Retalhos Como Francisco e Clara de Assis, a Fraternidade a todos saúda em Paz e Bem!Retalhos

23 de maio de 2020

SOLENIDADE DA ASCENSÃO DO SENHOR


… Ide a todo o mundo e proclamai …’ (Mc 16,15). 
A liturgia da solenidade da Ascensão encerra em si um conjunto de verdades e de ensinamentos que merecem ser considerados e assumidos por nós como princípios fundamentais e estruturantes da nossa vida. Balançando entre este dilema de ficar a ‘olhar os céus’ ou de viver apenas cabisbaixos, amarrados à terra e vergados ao peso da nossa contingência, este domingo é, no contexto em que vivemos, um apelo à esperança e ao infinito, um infinito que não é uma alienação no tempo e da história, mas sim um convite ao testemunho e à transformação do mundo ao qual o Senhor nos envia. Tal como tinha dito aos discípulos ‘um pouco mais e já não Me vereis, e outro pouco mais e voltareis a ver-Me’, estamos de novo a ver o Senhor e a liturgia ajudar-nos-á a sentir e a partilhar este ‘VER’ em comunhão e com redobrada esperança. 

 Não é fácil, teologicamente falando, enquadrar esta festa da Ascensão do Senhor, uma vez que a sua verdadeira elevação à glória do Pai é a ressurreição, o mistério pascal na sua plenitude.
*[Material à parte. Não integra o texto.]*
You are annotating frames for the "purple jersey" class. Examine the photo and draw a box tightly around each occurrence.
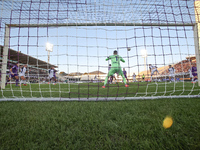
[123,70,126,75]
[123,70,127,78]
[49,69,56,74]
[191,66,197,73]
[11,65,18,74]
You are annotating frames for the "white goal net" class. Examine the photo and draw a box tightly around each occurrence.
[0,0,200,101]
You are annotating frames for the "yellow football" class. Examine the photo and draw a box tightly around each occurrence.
[163,116,173,129]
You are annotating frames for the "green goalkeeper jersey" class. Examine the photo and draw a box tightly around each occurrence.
[106,55,125,67]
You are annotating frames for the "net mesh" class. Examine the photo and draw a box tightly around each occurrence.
[0,0,200,101]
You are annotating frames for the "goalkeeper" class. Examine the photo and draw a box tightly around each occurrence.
[102,50,129,88]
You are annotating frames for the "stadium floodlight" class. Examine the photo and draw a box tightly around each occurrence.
[46,42,53,64]
[141,49,147,72]
[141,49,147,58]
[46,42,53,52]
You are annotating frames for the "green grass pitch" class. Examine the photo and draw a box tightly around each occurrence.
[1,81,200,98]
[0,82,200,149]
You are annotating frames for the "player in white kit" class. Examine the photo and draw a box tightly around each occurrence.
[19,64,27,86]
[168,65,176,82]
[48,67,57,84]
[149,64,159,81]
[132,73,136,82]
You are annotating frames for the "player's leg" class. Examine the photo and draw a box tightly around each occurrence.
[49,75,52,84]
[102,69,115,87]
[52,77,56,85]
[151,69,156,80]
[195,75,198,81]
[193,73,198,81]
[110,76,113,84]
[53,75,57,83]
[118,69,128,87]
[169,74,171,82]
[156,69,159,74]
[15,75,19,86]
[20,76,23,85]
[125,74,128,82]
[123,74,128,83]
[21,76,27,85]
[6,76,11,86]
[172,74,176,82]
[172,75,177,82]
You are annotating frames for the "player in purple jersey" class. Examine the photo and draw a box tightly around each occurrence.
[123,68,128,82]
[191,63,198,82]
[6,63,19,86]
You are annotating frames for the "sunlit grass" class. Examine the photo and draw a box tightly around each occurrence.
[0,81,200,99]
[0,98,200,149]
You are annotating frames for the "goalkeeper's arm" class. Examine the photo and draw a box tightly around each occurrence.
[106,56,110,61]
[120,56,125,63]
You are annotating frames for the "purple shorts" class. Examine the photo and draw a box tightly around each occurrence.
[53,75,56,78]
[192,73,197,77]
[124,74,127,78]
[10,73,18,78]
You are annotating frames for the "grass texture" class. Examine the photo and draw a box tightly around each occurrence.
[0,98,200,149]
[0,81,200,98]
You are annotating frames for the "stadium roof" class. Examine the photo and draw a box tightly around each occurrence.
[0,46,57,69]
[88,71,106,75]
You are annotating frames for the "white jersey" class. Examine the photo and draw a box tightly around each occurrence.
[19,67,26,77]
[149,66,156,70]
[168,67,175,74]
[150,65,159,75]
[133,74,136,80]
[49,69,54,78]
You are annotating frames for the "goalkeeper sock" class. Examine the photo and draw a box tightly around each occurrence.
[104,76,109,86]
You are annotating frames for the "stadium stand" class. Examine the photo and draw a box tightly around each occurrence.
[80,71,106,82]
[138,57,197,81]
[0,46,58,83]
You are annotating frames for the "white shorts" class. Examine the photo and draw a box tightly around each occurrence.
[151,69,158,75]
[19,73,25,77]
[49,75,54,79]
[169,73,175,77]
[189,73,193,78]
[133,77,136,80]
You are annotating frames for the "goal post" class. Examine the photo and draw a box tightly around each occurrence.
[194,1,200,87]
[1,25,10,89]
[193,25,200,86]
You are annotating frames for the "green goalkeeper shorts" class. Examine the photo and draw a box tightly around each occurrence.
[108,67,123,76]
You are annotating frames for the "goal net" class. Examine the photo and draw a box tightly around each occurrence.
[0,0,200,101]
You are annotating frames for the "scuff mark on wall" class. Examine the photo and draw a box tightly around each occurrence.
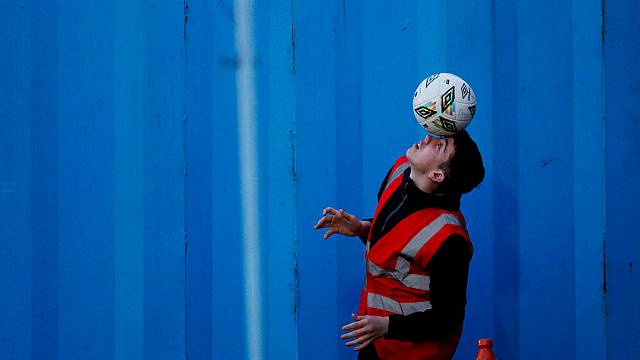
[183,233,189,354]
[289,129,297,181]
[290,0,296,74]
[540,157,555,167]
[183,2,190,357]
[601,0,606,48]
[292,260,300,322]
[602,238,608,293]
[216,0,236,24]
[183,0,189,177]
[184,1,189,28]
[289,127,299,324]
[401,19,410,31]
[602,235,609,317]
[288,0,299,321]
[217,56,241,68]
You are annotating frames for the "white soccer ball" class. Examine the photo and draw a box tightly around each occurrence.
[412,73,476,137]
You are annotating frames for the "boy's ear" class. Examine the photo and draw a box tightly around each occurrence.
[428,169,445,184]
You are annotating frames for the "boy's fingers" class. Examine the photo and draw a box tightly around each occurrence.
[341,319,362,331]
[346,333,373,347]
[323,207,338,216]
[342,318,366,330]
[340,328,365,340]
[354,338,373,351]
[314,216,330,229]
[323,229,337,239]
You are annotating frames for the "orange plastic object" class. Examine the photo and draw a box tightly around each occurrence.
[475,338,496,360]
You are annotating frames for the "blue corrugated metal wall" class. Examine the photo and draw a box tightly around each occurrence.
[1,1,638,359]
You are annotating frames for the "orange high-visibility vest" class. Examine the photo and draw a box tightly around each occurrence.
[358,156,473,360]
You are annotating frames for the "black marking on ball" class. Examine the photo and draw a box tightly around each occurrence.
[441,86,455,112]
[424,73,440,88]
[461,83,470,100]
[415,106,437,119]
[437,117,457,132]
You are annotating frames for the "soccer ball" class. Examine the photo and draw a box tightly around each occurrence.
[412,73,476,137]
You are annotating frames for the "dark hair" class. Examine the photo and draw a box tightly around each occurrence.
[440,130,485,194]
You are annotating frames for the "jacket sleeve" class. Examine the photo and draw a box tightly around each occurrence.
[384,234,471,342]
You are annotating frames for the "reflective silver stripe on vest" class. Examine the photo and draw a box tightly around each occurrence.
[368,260,430,291]
[385,162,410,191]
[395,213,463,274]
[367,292,432,315]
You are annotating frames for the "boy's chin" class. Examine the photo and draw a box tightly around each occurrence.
[405,147,414,158]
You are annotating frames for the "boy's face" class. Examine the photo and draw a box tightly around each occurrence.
[405,135,456,178]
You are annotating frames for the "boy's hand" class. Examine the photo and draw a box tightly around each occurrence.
[313,207,366,239]
[341,313,389,351]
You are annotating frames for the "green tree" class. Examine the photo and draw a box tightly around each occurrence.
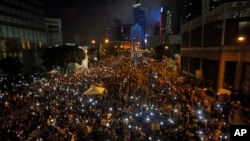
[152,44,180,60]
[41,45,85,73]
[0,56,23,77]
[152,44,168,60]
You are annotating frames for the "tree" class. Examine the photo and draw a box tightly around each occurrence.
[152,44,168,60]
[41,45,85,73]
[0,56,23,78]
[152,44,180,60]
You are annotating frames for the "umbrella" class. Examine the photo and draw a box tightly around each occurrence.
[82,85,106,95]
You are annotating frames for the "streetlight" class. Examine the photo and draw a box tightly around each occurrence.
[100,39,109,59]
[91,39,109,60]
[165,45,173,59]
[105,39,109,44]
[165,45,173,68]
[236,35,246,90]
[237,36,246,42]
[115,44,123,56]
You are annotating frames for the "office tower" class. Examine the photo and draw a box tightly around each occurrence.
[45,18,63,47]
[132,0,146,48]
[160,7,173,36]
[122,24,132,41]
[110,19,122,41]
[0,0,46,72]
[180,1,250,95]
[183,0,247,24]
[130,23,143,50]
[184,0,202,23]
[161,0,184,34]
[202,0,247,13]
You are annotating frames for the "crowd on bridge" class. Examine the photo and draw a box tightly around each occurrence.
[0,56,248,141]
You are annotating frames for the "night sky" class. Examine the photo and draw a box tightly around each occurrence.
[44,0,166,44]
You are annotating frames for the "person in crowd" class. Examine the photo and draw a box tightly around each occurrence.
[0,56,247,141]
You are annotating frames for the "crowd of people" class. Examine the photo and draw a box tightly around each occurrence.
[0,55,248,141]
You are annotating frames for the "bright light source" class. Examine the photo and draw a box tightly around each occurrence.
[238,36,245,42]
[105,39,109,43]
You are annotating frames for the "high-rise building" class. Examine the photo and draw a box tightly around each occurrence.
[184,0,202,23]
[184,0,248,23]
[160,7,172,36]
[180,1,250,95]
[161,0,184,34]
[122,24,132,41]
[45,18,63,47]
[159,1,183,62]
[130,23,143,50]
[185,0,249,20]
[132,0,146,48]
[0,0,47,72]
[202,0,247,14]
[110,19,122,41]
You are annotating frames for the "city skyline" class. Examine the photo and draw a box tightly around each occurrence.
[44,0,164,44]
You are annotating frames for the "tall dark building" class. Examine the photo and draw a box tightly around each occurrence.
[161,0,184,34]
[203,0,247,13]
[184,0,248,23]
[180,1,250,94]
[160,7,171,35]
[122,24,132,41]
[110,19,122,41]
[132,0,146,48]
[0,0,47,72]
[184,0,202,23]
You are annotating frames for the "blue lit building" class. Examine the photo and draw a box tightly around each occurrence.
[132,0,146,48]
[130,23,143,50]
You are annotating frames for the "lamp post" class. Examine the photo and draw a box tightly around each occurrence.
[165,45,173,59]
[101,39,109,59]
[115,44,123,57]
[236,35,246,90]
[91,39,109,60]
[165,45,173,68]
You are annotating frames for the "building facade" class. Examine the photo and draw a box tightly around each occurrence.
[202,0,247,14]
[184,0,247,23]
[180,1,250,95]
[45,17,62,47]
[0,0,47,72]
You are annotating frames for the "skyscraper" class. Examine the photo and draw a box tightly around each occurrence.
[180,1,250,94]
[110,19,122,41]
[132,0,146,48]
[160,7,172,36]
[0,0,47,72]
[161,0,184,34]
[185,0,248,22]
[184,0,202,23]
[202,0,247,14]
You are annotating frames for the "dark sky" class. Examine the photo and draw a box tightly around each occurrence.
[44,0,165,44]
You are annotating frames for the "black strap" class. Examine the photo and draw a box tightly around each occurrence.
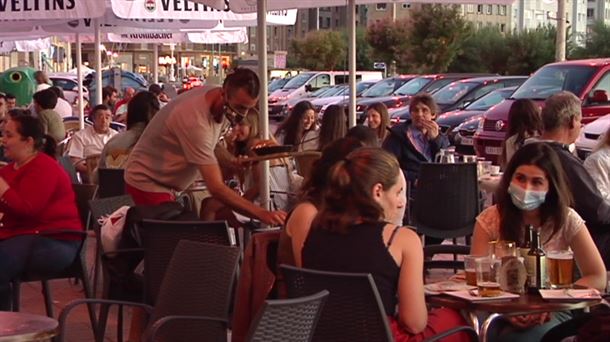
[386,225,402,248]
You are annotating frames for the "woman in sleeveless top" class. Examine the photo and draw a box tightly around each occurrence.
[302,147,470,342]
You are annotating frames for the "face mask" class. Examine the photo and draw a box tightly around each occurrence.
[508,182,547,211]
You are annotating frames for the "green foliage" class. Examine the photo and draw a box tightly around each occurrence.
[366,18,410,68]
[289,30,347,70]
[400,4,470,73]
[451,26,509,73]
[571,21,610,59]
[504,25,556,75]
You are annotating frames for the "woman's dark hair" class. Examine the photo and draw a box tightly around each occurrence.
[496,142,572,245]
[366,102,390,141]
[409,93,439,116]
[318,104,347,151]
[275,100,315,149]
[126,91,160,130]
[314,147,401,234]
[500,99,542,166]
[7,108,31,118]
[346,125,379,147]
[300,137,363,206]
[10,114,57,158]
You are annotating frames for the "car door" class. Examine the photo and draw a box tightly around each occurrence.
[582,69,610,123]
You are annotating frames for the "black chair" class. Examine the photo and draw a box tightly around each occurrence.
[138,219,234,305]
[412,163,480,272]
[246,290,329,342]
[97,168,126,198]
[73,183,98,231]
[280,265,393,341]
[58,155,81,184]
[58,240,240,342]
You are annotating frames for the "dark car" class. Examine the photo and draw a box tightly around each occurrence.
[453,116,483,155]
[437,86,517,143]
[389,76,527,124]
[268,77,291,94]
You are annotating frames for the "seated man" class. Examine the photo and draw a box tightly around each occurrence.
[530,91,610,267]
[68,104,118,175]
[32,88,65,143]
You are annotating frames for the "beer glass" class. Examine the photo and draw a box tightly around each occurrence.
[546,249,574,289]
[488,240,517,259]
[464,255,484,286]
[475,257,502,297]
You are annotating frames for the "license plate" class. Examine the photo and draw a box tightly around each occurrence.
[461,137,473,146]
[485,146,502,155]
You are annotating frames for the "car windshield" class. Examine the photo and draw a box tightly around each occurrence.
[361,78,397,97]
[269,78,289,92]
[311,87,332,97]
[512,65,597,99]
[433,81,479,105]
[320,86,344,97]
[356,82,375,95]
[394,77,432,96]
[466,88,513,111]
[283,72,315,89]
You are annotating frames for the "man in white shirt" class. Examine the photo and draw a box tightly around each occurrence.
[49,87,73,118]
[68,104,118,173]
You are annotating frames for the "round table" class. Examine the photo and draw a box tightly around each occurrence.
[427,293,601,342]
[0,311,58,341]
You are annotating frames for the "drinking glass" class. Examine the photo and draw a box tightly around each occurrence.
[475,257,502,297]
[546,249,574,289]
[464,255,484,286]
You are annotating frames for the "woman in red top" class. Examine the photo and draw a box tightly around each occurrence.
[0,114,82,310]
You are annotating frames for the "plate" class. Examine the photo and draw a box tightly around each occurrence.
[425,281,475,295]
[539,289,601,300]
[444,290,520,302]
[252,145,294,156]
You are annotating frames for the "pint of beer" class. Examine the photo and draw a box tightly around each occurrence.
[546,250,574,289]
[464,255,484,286]
[476,257,502,297]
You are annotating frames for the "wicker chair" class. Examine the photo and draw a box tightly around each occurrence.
[58,240,240,342]
[138,219,234,305]
[280,265,393,342]
[246,290,329,342]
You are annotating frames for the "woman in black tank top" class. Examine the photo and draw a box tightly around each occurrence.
[301,147,470,342]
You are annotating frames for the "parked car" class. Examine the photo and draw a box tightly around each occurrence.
[268,77,291,94]
[452,116,484,155]
[474,58,610,164]
[50,73,90,105]
[280,85,346,118]
[389,76,526,125]
[315,80,380,117]
[437,86,517,142]
[575,113,610,160]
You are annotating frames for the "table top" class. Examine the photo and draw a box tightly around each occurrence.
[239,150,321,163]
[427,292,601,314]
[0,311,58,341]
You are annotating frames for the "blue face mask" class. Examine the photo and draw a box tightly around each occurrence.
[508,182,547,211]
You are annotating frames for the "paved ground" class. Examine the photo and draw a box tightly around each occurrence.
[18,234,457,341]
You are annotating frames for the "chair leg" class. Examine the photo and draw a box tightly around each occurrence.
[11,281,21,312]
[80,269,98,336]
[41,280,55,318]
[96,303,111,342]
[92,245,101,297]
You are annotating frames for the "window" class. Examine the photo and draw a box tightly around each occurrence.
[587,72,610,104]
[500,23,506,32]
[477,5,483,14]
[402,4,410,9]
[587,8,594,18]
[486,5,493,15]
[310,74,331,89]
[499,5,507,16]
[376,4,387,11]
[325,17,330,27]
[466,5,475,13]
[51,78,77,92]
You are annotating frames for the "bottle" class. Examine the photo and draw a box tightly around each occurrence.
[499,256,527,294]
[527,227,547,291]
[519,225,532,259]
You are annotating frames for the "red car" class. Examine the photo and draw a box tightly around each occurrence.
[474,58,610,164]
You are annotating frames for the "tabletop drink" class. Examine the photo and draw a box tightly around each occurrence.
[476,257,502,297]
[547,250,574,289]
[464,255,483,286]
[525,226,547,291]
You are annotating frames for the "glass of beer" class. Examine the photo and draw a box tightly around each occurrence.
[547,249,574,289]
[475,257,502,297]
[464,255,484,286]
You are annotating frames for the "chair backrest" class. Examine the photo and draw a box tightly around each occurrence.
[280,265,393,342]
[150,240,240,342]
[59,155,80,184]
[139,219,234,304]
[72,183,98,229]
[97,168,126,198]
[412,162,480,239]
[246,290,328,342]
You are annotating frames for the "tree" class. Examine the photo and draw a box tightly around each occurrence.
[289,31,347,70]
[450,26,510,74]
[504,25,556,75]
[366,18,410,69]
[399,4,470,73]
[571,21,610,59]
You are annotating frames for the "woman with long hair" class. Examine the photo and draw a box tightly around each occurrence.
[500,99,542,168]
[0,115,82,310]
[472,142,606,340]
[584,125,610,202]
[302,148,471,341]
[318,104,347,151]
[367,102,390,143]
[274,100,317,150]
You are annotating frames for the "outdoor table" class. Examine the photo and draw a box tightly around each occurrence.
[427,292,601,342]
[479,174,501,193]
[0,311,58,341]
[237,150,321,163]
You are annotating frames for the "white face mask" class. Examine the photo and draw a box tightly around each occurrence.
[508,182,547,211]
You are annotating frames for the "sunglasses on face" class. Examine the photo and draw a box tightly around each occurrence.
[225,102,248,126]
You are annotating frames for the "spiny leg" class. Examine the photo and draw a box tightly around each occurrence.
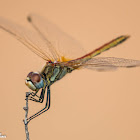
[27,86,51,123]
[27,89,40,102]
[27,97,50,122]
[27,86,50,122]
[28,86,46,103]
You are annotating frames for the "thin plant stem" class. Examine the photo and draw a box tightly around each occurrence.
[23,92,31,140]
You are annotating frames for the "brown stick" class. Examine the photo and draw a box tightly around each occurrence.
[23,92,31,140]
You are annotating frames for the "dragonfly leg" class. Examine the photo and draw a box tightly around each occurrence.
[30,89,39,96]
[28,86,47,103]
[28,96,39,102]
[27,86,51,123]
[26,90,39,101]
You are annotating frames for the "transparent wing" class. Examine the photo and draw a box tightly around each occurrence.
[27,14,87,61]
[0,17,58,61]
[67,57,140,71]
[83,57,140,71]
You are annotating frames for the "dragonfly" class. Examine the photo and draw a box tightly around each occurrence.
[0,14,140,123]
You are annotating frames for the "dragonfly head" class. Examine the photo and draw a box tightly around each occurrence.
[25,72,44,91]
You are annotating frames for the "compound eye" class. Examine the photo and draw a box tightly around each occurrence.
[31,73,41,83]
[27,72,33,78]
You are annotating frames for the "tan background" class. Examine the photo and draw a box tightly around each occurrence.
[0,0,140,140]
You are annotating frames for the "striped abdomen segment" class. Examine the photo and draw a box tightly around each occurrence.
[65,35,130,69]
[75,35,130,63]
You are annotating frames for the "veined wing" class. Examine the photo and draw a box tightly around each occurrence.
[64,35,131,69]
[75,57,140,71]
[0,17,56,61]
[63,35,140,71]
[27,14,86,62]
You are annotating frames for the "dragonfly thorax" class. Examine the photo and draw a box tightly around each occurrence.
[25,72,44,91]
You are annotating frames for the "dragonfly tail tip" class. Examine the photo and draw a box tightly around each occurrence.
[124,35,130,39]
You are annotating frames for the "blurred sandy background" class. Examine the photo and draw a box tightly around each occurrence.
[0,0,140,140]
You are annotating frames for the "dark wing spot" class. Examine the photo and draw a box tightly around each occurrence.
[27,16,32,22]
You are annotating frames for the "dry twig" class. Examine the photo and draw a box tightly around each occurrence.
[23,92,31,140]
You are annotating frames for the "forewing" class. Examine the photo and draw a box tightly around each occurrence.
[0,17,57,61]
[67,57,140,71]
[27,14,87,62]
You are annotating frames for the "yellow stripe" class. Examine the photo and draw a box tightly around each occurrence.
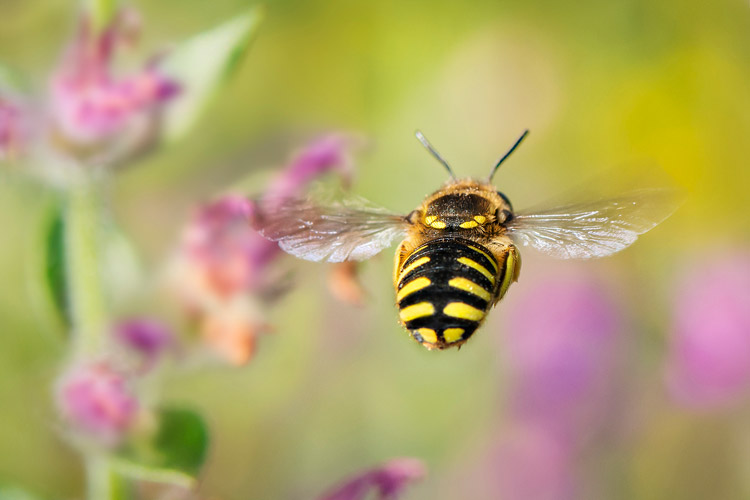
[398,256,430,282]
[417,328,437,344]
[449,277,492,302]
[443,302,484,321]
[457,257,495,284]
[396,277,431,302]
[430,220,446,229]
[443,328,465,343]
[399,302,435,322]
[467,245,498,272]
[459,220,478,229]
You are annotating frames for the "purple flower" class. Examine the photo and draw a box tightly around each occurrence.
[504,271,622,435]
[50,9,179,148]
[664,250,750,409]
[114,318,174,371]
[318,458,426,500]
[56,361,139,446]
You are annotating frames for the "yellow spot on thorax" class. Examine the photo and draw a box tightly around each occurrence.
[474,215,486,224]
[459,220,479,229]
[448,277,492,301]
[457,257,496,284]
[424,215,446,229]
[443,328,465,343]
[396,277,431,302]
[398,256,430,282]
[443,302,484,321]
[399,302,435,322]
[417,328,437,344]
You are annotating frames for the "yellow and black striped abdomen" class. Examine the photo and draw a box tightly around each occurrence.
[396,237,509,350]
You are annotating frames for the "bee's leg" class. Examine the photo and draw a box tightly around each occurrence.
[392,240,416,286]
[486,239,521,304]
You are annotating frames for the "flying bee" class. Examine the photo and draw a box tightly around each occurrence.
[255,131,679,350]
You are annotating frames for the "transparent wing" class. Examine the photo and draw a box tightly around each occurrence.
[255,193,409,263]
[505,188,681,259]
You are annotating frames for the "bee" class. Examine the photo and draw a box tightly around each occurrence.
[255,131,678,350]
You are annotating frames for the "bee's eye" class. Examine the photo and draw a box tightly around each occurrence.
[495,209,513,224]
[496,191,513,211]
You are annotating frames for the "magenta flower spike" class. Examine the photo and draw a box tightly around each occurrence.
[503,271,622,436]
[56,361,139,446]
[49,9,179,150]
[319,458,426,500]
[171,135,357,364]
[664,250,750,409]
[182,135,357,300]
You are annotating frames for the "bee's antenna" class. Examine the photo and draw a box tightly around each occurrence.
[488,129,529,182]
[415,130,457,180]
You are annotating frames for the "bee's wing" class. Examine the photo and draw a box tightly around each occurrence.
[255,194,410,263]
[505,188,681,259]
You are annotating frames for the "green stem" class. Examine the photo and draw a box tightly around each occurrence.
[65,181,108,357]
[64,180,128,500]
[87,454,129,500]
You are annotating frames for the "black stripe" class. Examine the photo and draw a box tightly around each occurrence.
[399,239,498,290]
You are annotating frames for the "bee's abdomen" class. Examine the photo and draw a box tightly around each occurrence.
[396,237,501,349]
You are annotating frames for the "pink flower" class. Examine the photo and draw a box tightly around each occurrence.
[492,424,576,500]
[262,134,355,206]
[50,9,179,149]
[181,195,263,301]
[318,458,426,500]
[504,271,622,436]
[664,250,750,409]
[56,361,139,446]
[0,96,26,161]
[171,135,356,364]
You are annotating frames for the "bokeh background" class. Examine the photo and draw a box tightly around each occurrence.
[1,0,748,498]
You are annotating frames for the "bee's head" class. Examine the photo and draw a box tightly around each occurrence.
[421,180,513,230]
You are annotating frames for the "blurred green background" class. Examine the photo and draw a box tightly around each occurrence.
[0,0,748,498]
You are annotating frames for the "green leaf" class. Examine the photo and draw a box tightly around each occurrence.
[0,485,44,500]
[115,407,209,487]
[37,201,71,328]
[162,6,263,141]
[153,407,209,476]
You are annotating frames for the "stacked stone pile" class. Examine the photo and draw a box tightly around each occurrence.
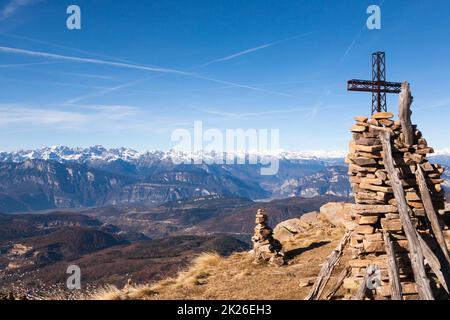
[252,209,285,266]
[343,111,447,298]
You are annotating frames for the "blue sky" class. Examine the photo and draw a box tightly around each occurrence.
[0,0,450,152]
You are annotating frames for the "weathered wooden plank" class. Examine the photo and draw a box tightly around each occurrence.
[415,165,450,265]
[416,231,450,294]
[305,231,351,300]
[398,82,414,145]
[379,130,434,300]
[324,267,351,300]
[383,230,403,300]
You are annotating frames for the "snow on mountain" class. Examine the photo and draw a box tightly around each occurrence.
[0,146,348,164]
[1,146,449,165]
[431,148,450,157]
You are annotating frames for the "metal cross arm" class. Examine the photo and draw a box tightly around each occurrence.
[347,80,402,94]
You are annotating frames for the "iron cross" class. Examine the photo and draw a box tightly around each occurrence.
[347,52,402,114]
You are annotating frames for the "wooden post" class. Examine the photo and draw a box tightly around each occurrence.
[324,267,351,300]
[415,165,450,265]
[416,230,450,294]
[305,231,351,300]
[398,81,414,146]
[383,231,403,300]
[379,131,434,300]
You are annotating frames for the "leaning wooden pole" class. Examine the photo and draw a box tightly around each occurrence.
[305,231,351,300]
[379,130,434,300]
[382,230,403,300]
[324,267,351,300]
[416,230,450,294]
[415,165,450,265]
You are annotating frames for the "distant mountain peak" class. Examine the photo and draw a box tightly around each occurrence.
[0,146,348,164]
É particularmente através da tradição de Lucas (Evangelho e Actos) que esta festa da Ascensão se enquadra no mistério da salvação como preparação para a sua etapa final: o Pentecostes, o tempo do Espírito e da Igreja. Isto tem certamente uma fundamentação veterotestamentária, constituindo como que um paralelo do que sucede com as tradições do Êxodo, com o dom da Lei, no Monte Sinai. Esta festa era para o judaísmo do período intertestamentário, muito marcado pelas tradições normativas da Torah, a ocasião dos Judeus celebrarem o início da sua identidade religiosa, também ela devedora dos preceitos da Lei que assim definiam e demarcavam o judaísmo das demais religiões dos povos circunvizinhos.  

Muitas vezes, tomando os ecos desta celebração e o texto de Atos (1,11), os cristãos foram acusados de passar demasiado tempo a ‘olhar o céu’, deixando de se comprometerem com a terra e os problemas que envolvem a existência humana. Ora, creio que nada mais errado do que pensar assim. O mandato conferido por Jesus aos seus discípulos é exatamente o contrário. Tal como podemos ver no texto do Evangelho de hoje, o Senhor enviou os discípulos a comprometerem-se com a vida do homem, seja em que lugar for, numa abrangência universal que abarca todas as dimensões da vida. Por isso, os cristãos estão lá, no mundo concreto, onde a dor se torna mais dor, de modo que esta não nos seja indiferente; onde a pessoa não pode ser um objeto negociável, para que os seus direitos sejam tidos e olhados como um bem que deve ser defendido e promovido; lá, onde a vida é desprezada e tantas vezes maltratada, para que lhe sejam prestadas todas as garantias que salvaguardam a sua dignidade; lá, onde a sociedade se constrói nas suas mais diversificadas componentes, culturais, cívicas e religiosas, já que só a garantia da dignidade do Homem na sua totalidade pode ser transformadora do mundo.  

 De facto, o compromisso com o Homem não nos deve nem pode levar a esquecer o céu, pois isso não significa, como a história bem o comprova, a construção de uma sociedade mais justa e mais fraterna ou a uma maior responsabilidade na construção da ‘cidade terrena’. Por isso, o domingo da Ascensão é também o domingo da esperança, de uma esperança que tem por limites o Infinito de Deus e que tem por objetivo imediato a salvação do Homem. É esse o mandato que o Senhor entrega aos seus discípulos, mesmo que a sua linguagem, conforme o Evangelho de hoje, se situe num outro espaço cultural que não o nosso. Todavia, o imperativo é o mesmo e por isso, ontem como hoje, devemos resistir à tentação de resvalar para o outro extremo e ficar na situação de tantos homens de boa-vontade: ‘Que fazeis vós aqui na terra sem nunca ousardes olhar o céu’? Olhar hoje o céu é comprometer-se e acreditar que é possível transformar a terra e fazer dela um pouco do espaço do céu, desse céu onde a esperança e a fraternidade são capazes de se transformar num serviço ao Homem, mormente neste tempo de crise e de ansiedade. Nós queremos ousar sempre olhar o céu para que a terra seja cada vez mais um lugar onde mora o amor de Deus.